Om has all the human foibles, just like all of us. He had sex as an adolescent with his maid and then he had a long liaison with the other lady who was also a maid. This was his way of coming out of his other relationships and demolishing class differences. If Om has any objection to her being called a maid he’s just being unrealistic.

Demolishing class differences? Yech. What the heck is this? One would take issue with her over this, but listen to Om’s version:

This lady whom Nandita talks in such an undignified manner was Laxmi, who raised me and my brother’s orphaned children. My relationship with this wonderful woman was a homage to her loyalty for looking after me unconditionally. But it was not a furtive and sleazy experience. It was beautiful. Why make such a tamasha out of these very sensitive moments…

What is this – some sexual asylum? He was paying homage? Why did he not just go ahead and erect a statue or name a tulsi plant after her? Has anyone bothered to even ask what happened to the first maid? I was shocked to read that he is worried that now he’ll be compared to actor Shiney Ahuja (accused of raping his maid). This is sick. It is okay to do it but not be outed for it only because of a case in the news? His attitude of paying homage makes one wonder whether he was as sensitised as a teenager, and if so what did he do?

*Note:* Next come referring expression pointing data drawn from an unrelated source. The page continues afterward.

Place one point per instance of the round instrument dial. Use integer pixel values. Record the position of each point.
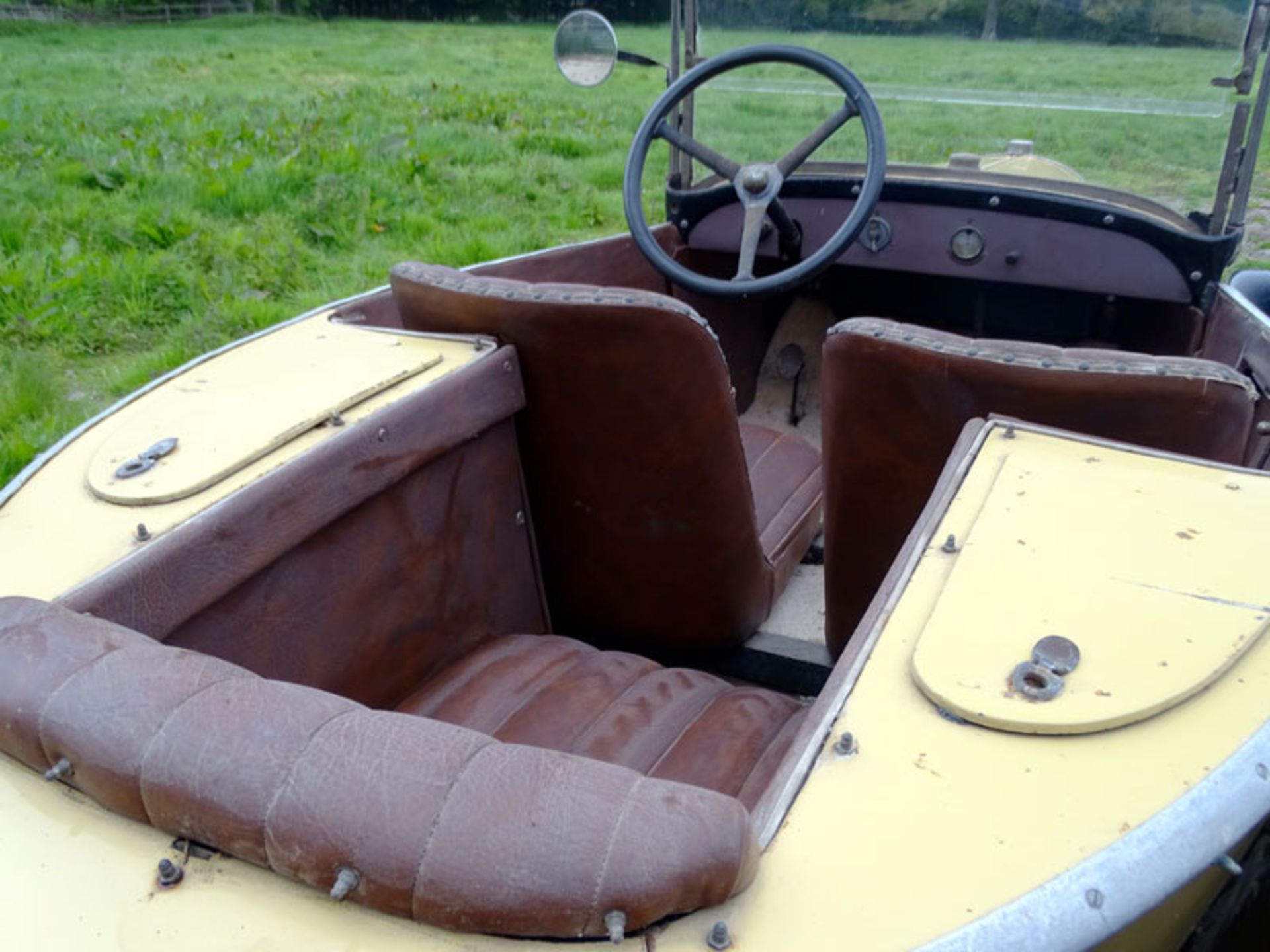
(967, 244)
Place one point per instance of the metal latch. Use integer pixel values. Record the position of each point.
(145, 460)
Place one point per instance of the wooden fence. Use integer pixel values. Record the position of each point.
(151, 13)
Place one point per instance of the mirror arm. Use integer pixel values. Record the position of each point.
(638, 59)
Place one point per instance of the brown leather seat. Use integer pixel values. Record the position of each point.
(440, 823)
(651, 524)
(671, 724)
(896, 397)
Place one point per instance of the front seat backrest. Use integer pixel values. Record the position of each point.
(896, 397)
(633, 456)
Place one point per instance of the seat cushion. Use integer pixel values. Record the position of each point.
(785, 479)
(563, 695)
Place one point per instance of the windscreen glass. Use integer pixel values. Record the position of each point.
(1115, 93)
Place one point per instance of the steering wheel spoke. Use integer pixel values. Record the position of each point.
(756, 212)
(800, 153)
(704, 154)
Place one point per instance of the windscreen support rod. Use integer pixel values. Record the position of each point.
(1235, 184)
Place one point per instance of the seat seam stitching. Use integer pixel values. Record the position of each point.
(286, 778)
(766, 748)
(695, 717)
(464, 682)
(609, 707)
(763, 455)
(436, 820)
(552, 681)
(779, 549)
(52, 695)
(609, 848)
(142, 761)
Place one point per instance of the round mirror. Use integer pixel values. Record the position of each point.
(586, 48)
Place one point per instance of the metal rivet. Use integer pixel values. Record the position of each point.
(169, 873)
(134, 467)
(1228, 863)
(159, 450)
(1058, 654)
(1035, 682)
(346, 881)
(616, 924)
(719, 938)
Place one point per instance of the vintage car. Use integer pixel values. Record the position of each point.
(494, 608)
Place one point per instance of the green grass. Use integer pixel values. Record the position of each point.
(164, 190)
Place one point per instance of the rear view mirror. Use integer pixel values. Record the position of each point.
(586, 48)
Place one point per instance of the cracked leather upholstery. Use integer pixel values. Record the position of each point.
(896, 397)
(651, 528)
(443, 823)
(675, 724)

He is upset that his wife did not show him the manuscript. She did not have to. When he is with her, is he acting? No, right? He knew she was writing his story and he talks about sharing these details with her. It would be silly for him to expect her to only talk about train rides and torn chappals. Yesterday he accused her of sensationalism and today he is apologising:

“My anger should have been projected at the publishers for trying to pre-sell my wife’s book by leaking out only the sexual episodes. My story doesn’t need this kind of publicity.”

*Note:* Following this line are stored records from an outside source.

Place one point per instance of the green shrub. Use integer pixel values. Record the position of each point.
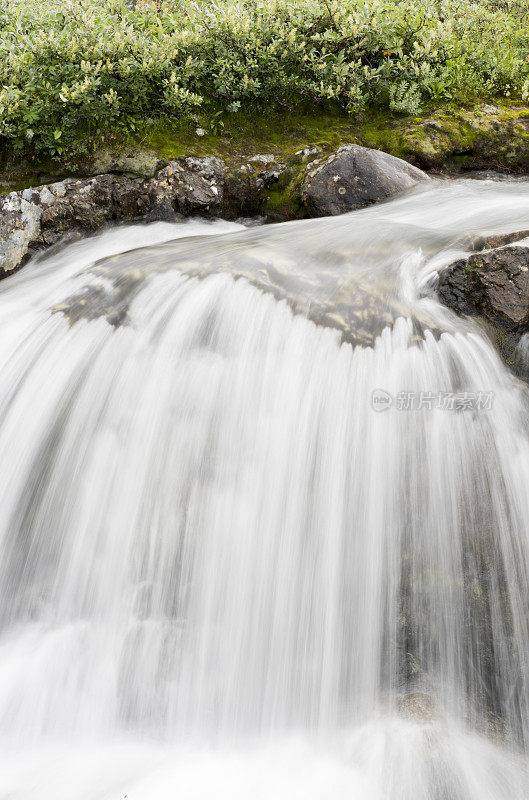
(71, 69)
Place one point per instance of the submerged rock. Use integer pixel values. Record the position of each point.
(355, 177)
(494, 287)
(19, 228)
(493, 284)
(43, 215)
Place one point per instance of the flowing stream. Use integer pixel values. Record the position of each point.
(264, 515)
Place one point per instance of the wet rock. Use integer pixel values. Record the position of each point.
(19, 228)
(189, 185)
(355, 177)
(417, 706)
(243, 192)
(308, 154)
(493, 284)
(499, 240)
(138, 162)
(483, 137)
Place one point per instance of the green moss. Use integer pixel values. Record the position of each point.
(457, 138)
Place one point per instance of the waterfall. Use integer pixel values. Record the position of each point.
(263, 515)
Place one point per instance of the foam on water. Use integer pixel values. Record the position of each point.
(223, 573)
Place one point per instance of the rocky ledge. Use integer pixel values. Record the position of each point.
(493, 286)
(352, 178)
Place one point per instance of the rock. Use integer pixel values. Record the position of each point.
(308, 154)
(19, 228)
(189, 185)
(492, 284)
(243, 192)
(355, 177)
(143, 163)
(499, 240)
(477, 138)
(266, 159)
(417, 706)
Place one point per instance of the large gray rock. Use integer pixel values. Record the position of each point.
(19, 228)
(355, 177)
(42, 215)
(189, 186)
(493, 284)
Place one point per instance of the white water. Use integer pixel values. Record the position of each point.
(223, 574)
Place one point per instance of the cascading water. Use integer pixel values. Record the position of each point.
(224, 573)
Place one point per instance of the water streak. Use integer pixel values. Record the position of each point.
(222, 572)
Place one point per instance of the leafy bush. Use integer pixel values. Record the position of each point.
(70, 69)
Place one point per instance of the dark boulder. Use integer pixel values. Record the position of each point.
(355, 177)
(492, 284)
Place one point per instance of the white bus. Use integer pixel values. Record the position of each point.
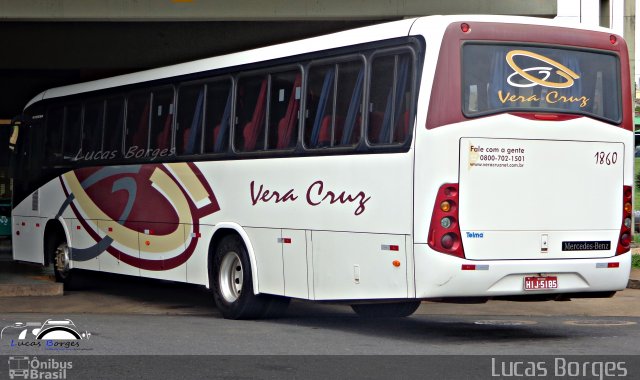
(430, 158)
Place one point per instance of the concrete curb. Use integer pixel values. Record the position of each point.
(31, 290)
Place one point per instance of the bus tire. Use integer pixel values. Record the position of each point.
(59, 252)
(386, 310)
(231, 281)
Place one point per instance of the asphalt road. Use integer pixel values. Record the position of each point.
(152, 329)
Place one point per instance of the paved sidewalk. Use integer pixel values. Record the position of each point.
(115, 294)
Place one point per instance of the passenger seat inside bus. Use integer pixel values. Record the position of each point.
(251, 130)
(287, 125)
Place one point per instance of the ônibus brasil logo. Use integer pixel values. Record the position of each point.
(26, 367)
(544, 71)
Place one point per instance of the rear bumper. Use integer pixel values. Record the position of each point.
(441, 275)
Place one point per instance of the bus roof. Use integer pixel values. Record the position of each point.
(366, 34)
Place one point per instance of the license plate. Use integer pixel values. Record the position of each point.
(540, 283)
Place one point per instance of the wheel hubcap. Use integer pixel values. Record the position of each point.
(62, 259)
(231, 277)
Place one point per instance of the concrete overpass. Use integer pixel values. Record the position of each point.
(56, 42)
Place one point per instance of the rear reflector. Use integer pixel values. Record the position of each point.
(607, 265)
(625, 237)
(474, 267)
(444, 232)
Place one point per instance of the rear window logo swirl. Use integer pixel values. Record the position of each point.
(563, 71)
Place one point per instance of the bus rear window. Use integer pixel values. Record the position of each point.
(502, 78)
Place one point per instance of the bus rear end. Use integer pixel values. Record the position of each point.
(525, 167)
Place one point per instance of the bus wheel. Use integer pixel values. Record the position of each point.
(232, 283)
(60, 252)
(386, 310)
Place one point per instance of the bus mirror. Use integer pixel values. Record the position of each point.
(14, 137)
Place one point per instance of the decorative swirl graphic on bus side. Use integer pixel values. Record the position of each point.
(545, 71)
(120, 207)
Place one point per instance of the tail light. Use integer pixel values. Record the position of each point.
(624, 241)
(444, 232)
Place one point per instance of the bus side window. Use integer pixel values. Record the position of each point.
(189, 122)
(162, 120)
(335, 118)
(72, 131)
(55, 120)
(319, 113)
(348, 116)
(250, 113)
(92, 128)
(113, 123)
(284, 106)
(390, 99)
(138, 108)
(217, 120)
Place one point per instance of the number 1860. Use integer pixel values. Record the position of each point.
(606, 158)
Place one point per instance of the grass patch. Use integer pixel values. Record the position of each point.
(636, 193)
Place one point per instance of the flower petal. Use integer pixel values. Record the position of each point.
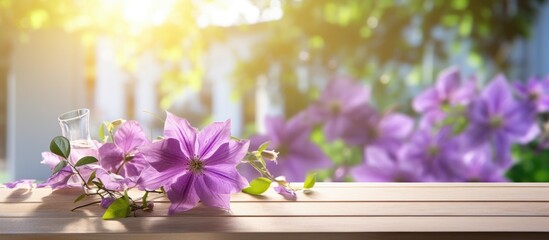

As a matter of fact, it does. Most books do. Whether it is Naipaul or Nehru, a slightly sexual angle makes it more attractive, especially when the image is different or a public mask has to be worn.

The publishers will leak out these bits because it won’t be terribly interesting to know immediately how he prepared for the role of the cop in Ardh Satya, the film that truly gave him that push. He has spoken several times about his stint in Hollywood long before the mainstream actors did.

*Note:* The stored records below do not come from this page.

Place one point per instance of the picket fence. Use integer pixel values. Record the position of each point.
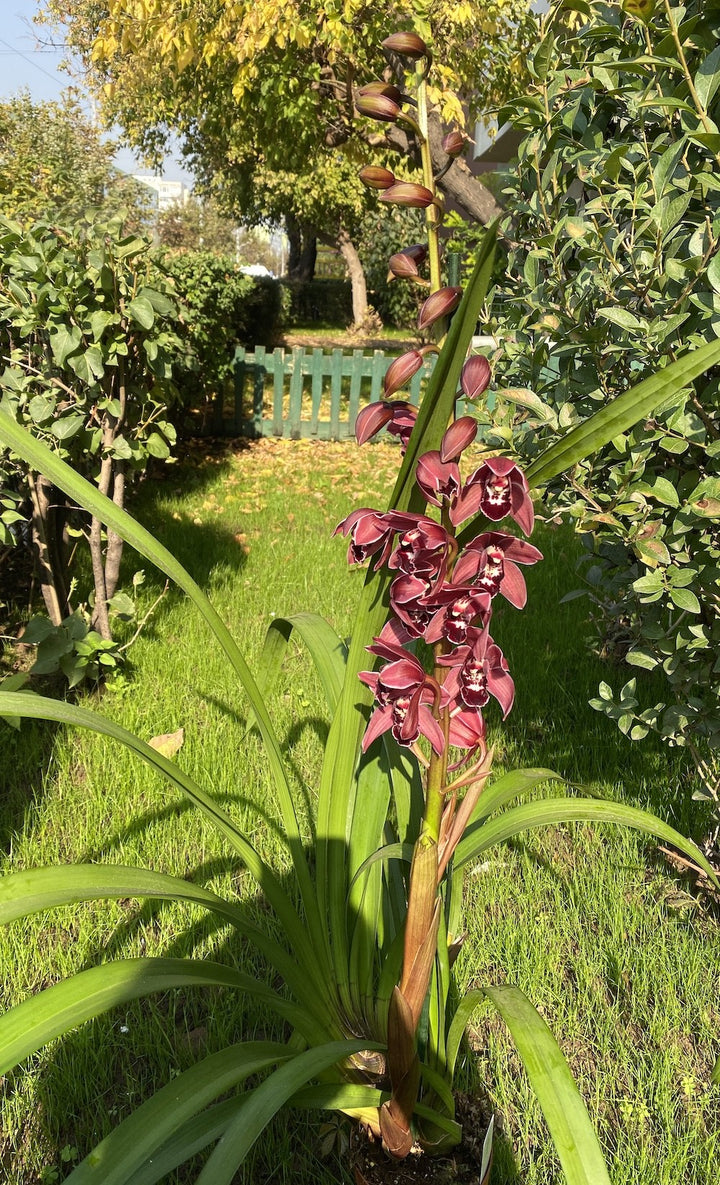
(303, 394)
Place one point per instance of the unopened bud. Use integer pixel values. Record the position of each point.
(407, 44)
(400, 371)
(454, 143)
(475, 376)
(381, 88)
(378, 107)
(439, 305)
(375, 177)
(457, 437)
(407, 193)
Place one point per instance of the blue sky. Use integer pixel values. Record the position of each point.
(27, 61)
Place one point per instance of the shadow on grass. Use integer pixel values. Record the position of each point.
(98, 1075)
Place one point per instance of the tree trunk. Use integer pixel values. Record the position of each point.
(303, 249)
(357, 274)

Had the affair been with someone from the same profession or a prominent lady – and don’t tell us there weren’t any – would he have been less virulent? Is he being protective about Laxmi? Then, why would he not be protective about a big name? Can’t such women be vulnerable, especially since time has passed and they may be leading their own lives?

His public apology is an about-turn since his wife has been getting calls and his son is “under scrutiny”:

I’m not in Mumbai to protect them from the damage I’ve caused. I can’t sleep or focus on my work. I don’t want our child to suffer for the mistakes I have made. I therefore sincerely apologise to my wife and to my son for being so rash.

If he had a real problem he could have taken a flight from Chandigarh where he is shooting. It takes two hours to reach Mumbai, and he could have consoled to his wife, called up the person who interviewed her, talked to the publishers. That would not help the book, for people know him and not his wife.

Just when I was to out this up, there is another story a few hours ago in which he praises his wife and her work:

The book is a tribute to my friends, my colleagues, my mentors and the women in my life. I am proud of my story, my childhood and my journey and I see it as an inspirational story for millions of Indians.

Did he not say he had not seen even a page of the book? The tamasha has not only been created but recreated by him publicly. Or was it the publisher’s idea?

Well, shall I just call this my homage to Om Puri’s fine talent?

“The greatest homage we can pay to truth is to use it.”